The sex life of a bird is no simple thing
Sex is a heck of a thing in the animal kingdom. Species of birds, insects, mammals and fish have developed a whole bunch of strategies to get laid. From mating dances to beautiful plumage to carefully engineered bachelor pads, the birds have come up with all sorts ways to strut their stuff.
Wildlife junior Hannah LeWinter commented on how much effort birds put into reproducing. She remarked on the McGregor bowerbird’s tower—a three-foot-tall structure made of carefully placed twigs, attesting to the bird’s dedication.
“When we think of animals, we assume they do the basic things like mate and get food and make shelter, but they really do have complex [behaviors] too,” LeWinter said. “They make these intricate structures to impress females to say that they are the best suitors but those structures serve no purpose besides attracting a mate.”
Commitment to the craft is just the first step of courtship. The picky female bowerbird inspects her suitor’s structure, carefully judging sturdiness of the construction before joining the male on the forest floor. Then, the show really starts.
The male bowerbird possesses the ability to imitate sounds and begins a showcase of what he’s learned. His voice can emulate everything from birds and animals in the forest to the sounds of human civilization.
Once she’s satisfied with his performance, the male begins his dance. A chaotic shuffle from one side of his tower to the other, darting towards the female while flashing a bright orange haircut at her. Once he’s done with his groove, she submits and they do their thing.
“We like to think we’re the only people or the only species who do that,” LeWinter said. “We think of animalistic sex of doing it only because you need to reproduce, but there are these animals that create these gestures like a pebble or a structure or a dance.”
The McGregor bowerbird works every year to maintain his tower, but there is no expectation in the species to mate with the same female every year. Jeff Black, a wildlife professor at HSU who studies birds, published a collaborative book with 20 other ornithologists titled “Partnerships in Birds: A Study in Monogamy.”
“We asked the question, ‘How special are bird partnerships or pair bond?'” Black said. “We asked, ‘How long do mates stay together?’ ‘Are they really faithful?’ ‘Do the faithful ones fare better than the ones that alternate and are less monogamous?'”
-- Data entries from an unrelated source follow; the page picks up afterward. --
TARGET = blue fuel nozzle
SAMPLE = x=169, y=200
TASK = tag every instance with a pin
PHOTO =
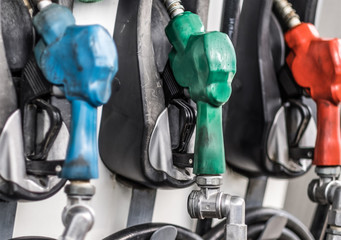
x=82, y=60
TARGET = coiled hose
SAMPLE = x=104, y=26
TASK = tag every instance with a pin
x=256, y=219
x=145, y=231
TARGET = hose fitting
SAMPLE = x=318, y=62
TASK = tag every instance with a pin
x=286, y=13
x=174, y=7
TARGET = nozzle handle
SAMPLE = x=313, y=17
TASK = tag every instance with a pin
x=209, y=156
x=328, y=141
x=82, y=154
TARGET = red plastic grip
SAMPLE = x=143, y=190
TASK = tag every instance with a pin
x=316, y=66
x=327, y=149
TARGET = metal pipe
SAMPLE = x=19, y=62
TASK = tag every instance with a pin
x=210, y=202
x=78, y=217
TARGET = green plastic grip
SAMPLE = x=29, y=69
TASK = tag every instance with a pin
x=205, y=63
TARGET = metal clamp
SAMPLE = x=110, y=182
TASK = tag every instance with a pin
x=78, y=217
x=210, y=202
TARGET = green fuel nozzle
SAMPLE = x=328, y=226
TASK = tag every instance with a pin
x=205, y=63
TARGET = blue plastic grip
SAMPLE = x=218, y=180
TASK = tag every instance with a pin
x=82, y=154
x=83, y=61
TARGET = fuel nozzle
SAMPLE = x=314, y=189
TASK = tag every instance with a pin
x=82, y=62
x=205, y=63
x=315, y=63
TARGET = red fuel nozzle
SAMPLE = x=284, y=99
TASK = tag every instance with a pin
x=316, y=66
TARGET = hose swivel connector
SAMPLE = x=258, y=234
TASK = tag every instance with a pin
x=174, y=7
x=286, y=13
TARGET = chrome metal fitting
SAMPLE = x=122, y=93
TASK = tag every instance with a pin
x=42, y=3
x=78, y=220
x=323, y=190
x=212, y=203
x=174, y=7
x=78, y=217
x=83, y=189
x=209, y=180
x=287, y=14
x=208, y=203
x=328, y=172
x=334, y=215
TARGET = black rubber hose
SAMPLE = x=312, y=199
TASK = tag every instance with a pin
x=256, y=219
x=32, y=238
x=230, y=20
x=145, y=231
x=257, y=215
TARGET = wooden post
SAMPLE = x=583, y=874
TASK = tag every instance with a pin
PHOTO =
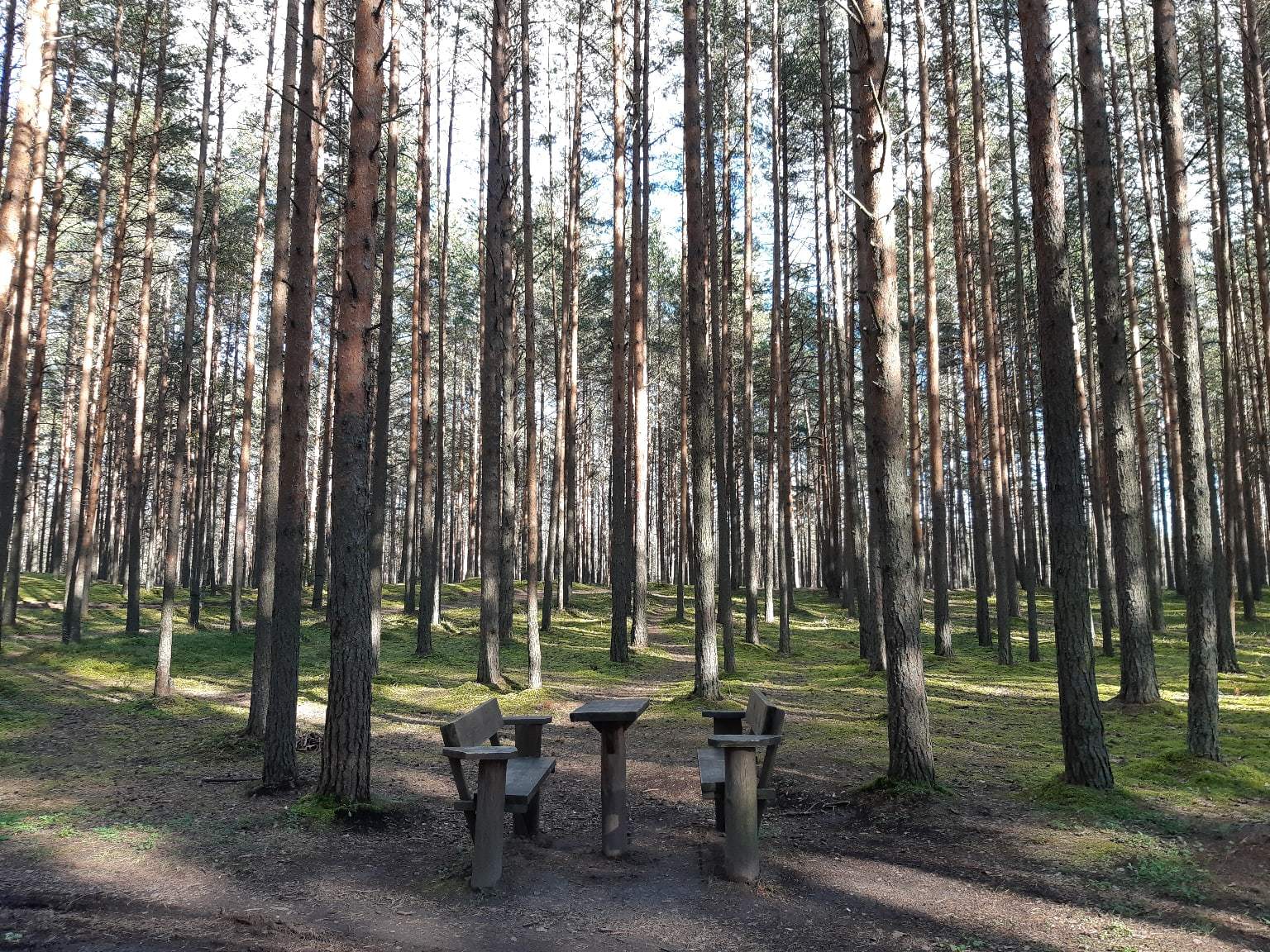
x=741, y=812
x=488, y=845
x=613, y=788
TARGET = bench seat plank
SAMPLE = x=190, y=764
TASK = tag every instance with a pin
x=713, y=771
x=525, y=776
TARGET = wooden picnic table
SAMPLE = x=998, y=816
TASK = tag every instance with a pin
x=611, y=717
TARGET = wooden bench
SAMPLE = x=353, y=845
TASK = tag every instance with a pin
x=508, y=779
x=729, y=777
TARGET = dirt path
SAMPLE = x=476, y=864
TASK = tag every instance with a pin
x=136, y=854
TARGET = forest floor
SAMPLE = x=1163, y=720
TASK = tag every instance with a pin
x=112, y=840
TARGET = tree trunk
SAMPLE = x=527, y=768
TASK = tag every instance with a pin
x=270, y=436
x=706, y=674
x=1085, y=754
x=426, y=539
x=346, y=750
x=1002, y=528
x=531, y=402
x=747, y=374
x=35, y=399
x=498, y=268
x=1139, y=683
x=938, y=506
x=75, y=512
x=244, y=459
x=279, y=743
x=907, y=724
x=1201, y=608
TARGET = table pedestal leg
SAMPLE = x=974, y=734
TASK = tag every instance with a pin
x=613, y=788
x=488, y=840
x=741, y=809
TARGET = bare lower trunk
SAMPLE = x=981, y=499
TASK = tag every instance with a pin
x=498, y=267
x=1201, y=607
x=706, y=677
x=267, y=503
x=1124, y=490
x=279, y=746
x=531, y=402
x=1085, y=754
x=346, y=750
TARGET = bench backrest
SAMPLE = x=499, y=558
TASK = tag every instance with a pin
x=478, y=726
x=763, y=717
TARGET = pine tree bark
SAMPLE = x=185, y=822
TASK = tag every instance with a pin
x=1085, y=754
x=618, y=518
x=1146, y=476
x=16, y=461
x=933, y=412
x=38, y=360
x=384, y=357
x=747, y=359
x=30, y=123
x=531, y=400
x=886, y=445
x=75, y=511
x=279, y=740
x=639, y=348
x=966, y=312
x=705, y=566
x=270, y=435
x=346, y=750
x=424, y=560
x=244, y=459
x=498, y=267
x=1201, y=607
x=1001, y=525
x=1139, y=684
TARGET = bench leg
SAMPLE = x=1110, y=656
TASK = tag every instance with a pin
x=488, y=845
x=613, y=788
x=526, y=824
x=741, y=809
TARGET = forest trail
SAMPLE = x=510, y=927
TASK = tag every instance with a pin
x=112, y=840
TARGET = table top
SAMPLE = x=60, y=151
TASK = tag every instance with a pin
x=610, y=710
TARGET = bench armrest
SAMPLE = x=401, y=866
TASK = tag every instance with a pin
x=479, y=753
x=725, y=721
x=744, y=740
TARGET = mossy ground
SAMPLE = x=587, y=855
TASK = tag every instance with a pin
x=995, y=729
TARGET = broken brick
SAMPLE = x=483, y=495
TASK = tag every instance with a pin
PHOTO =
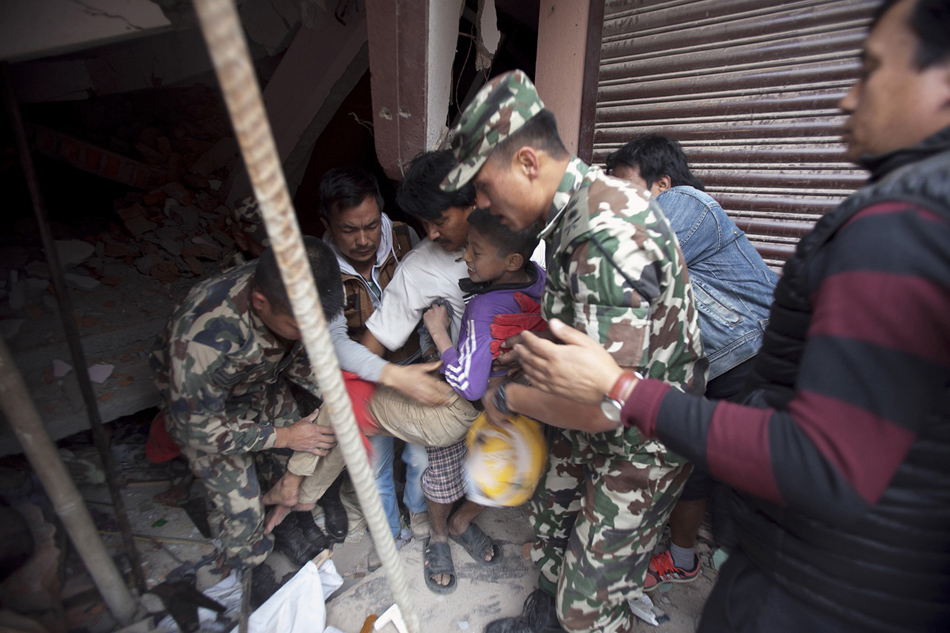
x=113, y=248
x=178, y=192
x=194, y=265
x=190, y=250
x=137, y=226
x=154, y=198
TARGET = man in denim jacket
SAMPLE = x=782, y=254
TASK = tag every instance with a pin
x=733, y=291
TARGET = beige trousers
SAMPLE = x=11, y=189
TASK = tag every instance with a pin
x=398, y=416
The answer: it depends. Black and his fellow ornithologists quantified bird fidelity on a sliding scale ranging to very faithful to not at all faithful. They also investigated the behaviors between social pairs—pairs who spend their time together raising the young, foraging and nesting together—and genetic, or mating pairs.
“Birds lay their eggs in a basket,” Black said. “When you look at all the 10,000 different types of birds, some birds even though they’re monogamous, when you look at their babies, the genes come from someone else.”
Faithfulness or lack there of may have a couple of purposes, although the hypotheses are not totally fleshed out. One hypothesis is that, if a female searches for a new male mate, she may be looking for a more fit male than her social partner, and engage in what Black called extra-pair copulation.
HSU River Ecologist Alison O’Dowd explained fitness is a measure of the ability for an individual to pass on their genes. Similar to natural selection, sexual selection is when a female looks for certain characteristics in their male partner, ranging from vibrant feathers to well constructed towers to perfectly executed dances.
Black endorsed fidelity in birds. He said in geese and swans for example, more faithful pairs are more likely to successfully reproduce. Their offspring are also more fit for when they’re looking for a mate of their own. There may be a case for faith yet.
“When you look at all the different studies, you can plot out how faithful they are,” Black said. “Swans are 100% faithful, the jays would be about in the middle and other species are just having sex everywhere.”